Chapter OneNovember 23
Kristin McKaslin took one look at the snow-caked airplane window and groaned. She was doomed. That window had been only a little bit icy less than twenty minutes ago, when she'd looked up from her work. Now she couldn't see through it, not that there was anything to see at this altitude and with the plane swinging in the turbulence.
At least it gave her something to think about other than heading home to Montana. Thanksgiving was tomorrow, and that was both good and bad. She loved her sisters. She loved her parents. She loved going home to visit.
What she wasn't looking forward to was facing her mother's disappointments. She lived too far away. She didn't come home to visit enough. She wasn't married.
And she wasn't married. Mom was doubly unhappy about that one.
Just because she wasn't married, it didn't mean she was a failure, right?
Right. So, why did it feel that way? And why was it such a big deal? A marriage certificate came with no guarantees, and as far as she could tell, it didn't protect a person against heartbreak, disappointment and loneliness.
It wasn't as if Mom and Dad were ecstatic in their nearly forty years of marriage. But it wasn't as if she could say that to Mom. She hated pretending, as if nothing had changed in their family, when everything had.
That was the real reason she didn't want to walk through the front door of her childhood home. It was too painful to think about.
"Kristin McKaslin, is that you?"
She studied the well-dressed man who sank into the empty seat across the aisle. He was good-looking with disheveled black hair and eyes a sharp aquamarine blue. He had a straight blade of a nose, high cheekbones and dimples cut into his cheeks. He was dressed in a casual outfit that shouted, "Money!"
Nope, she didn't know him, but wait, there was something familiar about him. But what?
She didn't know him from work, the gym or church - either in Seattle or in Montana. Still, there was something distinctive about that devastating smile, those dimples ... and that strong jaw.
Of course! She saw a flash of a boyish face with longer black hair standing before the podium at a high-school assembly. The image of a leaner, younger star running back whipping off his helmet after the final touchdown for the state championship. The caustic face of her mom's best friend's son, who wanted to be anywhere but stuck waiting in the car while their mothers talked on the sidewalk in town.

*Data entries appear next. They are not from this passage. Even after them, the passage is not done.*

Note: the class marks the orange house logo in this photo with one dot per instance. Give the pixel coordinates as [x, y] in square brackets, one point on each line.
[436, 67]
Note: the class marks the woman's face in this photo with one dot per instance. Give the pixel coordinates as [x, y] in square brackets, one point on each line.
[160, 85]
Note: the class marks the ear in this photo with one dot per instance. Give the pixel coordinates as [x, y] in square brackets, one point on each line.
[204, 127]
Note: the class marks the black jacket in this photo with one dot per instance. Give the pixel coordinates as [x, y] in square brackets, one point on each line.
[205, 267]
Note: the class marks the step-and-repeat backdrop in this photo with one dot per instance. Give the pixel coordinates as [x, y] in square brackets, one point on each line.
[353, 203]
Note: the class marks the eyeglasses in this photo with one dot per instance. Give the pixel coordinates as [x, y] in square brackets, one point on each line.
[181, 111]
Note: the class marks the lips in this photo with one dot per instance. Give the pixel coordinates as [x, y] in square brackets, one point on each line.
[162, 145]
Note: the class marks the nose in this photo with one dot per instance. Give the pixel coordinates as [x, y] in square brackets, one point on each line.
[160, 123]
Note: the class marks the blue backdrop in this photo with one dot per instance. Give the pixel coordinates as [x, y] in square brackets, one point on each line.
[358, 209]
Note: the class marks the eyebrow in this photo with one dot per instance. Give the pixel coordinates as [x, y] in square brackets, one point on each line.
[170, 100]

"Ryan Sanders?" She couldn't believe it. She blinked, and the remembered youthful image of his face blended with the older, wiser one staring back at her across the aisle. "It is you."

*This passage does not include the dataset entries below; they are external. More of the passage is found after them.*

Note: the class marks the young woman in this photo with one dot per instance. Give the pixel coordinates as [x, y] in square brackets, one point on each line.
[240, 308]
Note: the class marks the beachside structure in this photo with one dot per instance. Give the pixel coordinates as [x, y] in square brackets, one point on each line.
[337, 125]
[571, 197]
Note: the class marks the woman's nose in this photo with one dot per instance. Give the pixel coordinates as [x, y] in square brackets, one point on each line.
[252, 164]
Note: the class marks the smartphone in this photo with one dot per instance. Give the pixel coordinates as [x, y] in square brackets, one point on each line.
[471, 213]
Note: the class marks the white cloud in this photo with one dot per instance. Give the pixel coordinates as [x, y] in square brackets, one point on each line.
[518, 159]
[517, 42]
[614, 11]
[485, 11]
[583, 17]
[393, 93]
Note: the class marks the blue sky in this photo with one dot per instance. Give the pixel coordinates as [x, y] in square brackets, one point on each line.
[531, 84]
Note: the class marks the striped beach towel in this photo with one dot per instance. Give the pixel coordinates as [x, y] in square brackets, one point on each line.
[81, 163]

"The one and only. I look different, I know, everybody says so. I went and got respectable."
"You were always respectable."
"Nope, I wasn't. You're just being nice." His cute lopsided grin had matured into a slow curve of a smile.
"You look better, but the same. Still have your nose in a book."
"Guilty. I confess."
Those blue eyes, which could have been cold, sparkled. "That's how I recognized you."
"I'm surprised you could see me over the seats. I'm still short."
"The word is 'petite.' I was bored and people-watching and I could see your profile from way back there. I got the last seat on the plane I think."
"Waited until the last minute?"
"I didn't think I'd be flying out of Seattle. Hey, you cut your hair. It was always long. Hiding your face. It still does, even short." He reached across the aisle to touch the curled end of her chin-length hair.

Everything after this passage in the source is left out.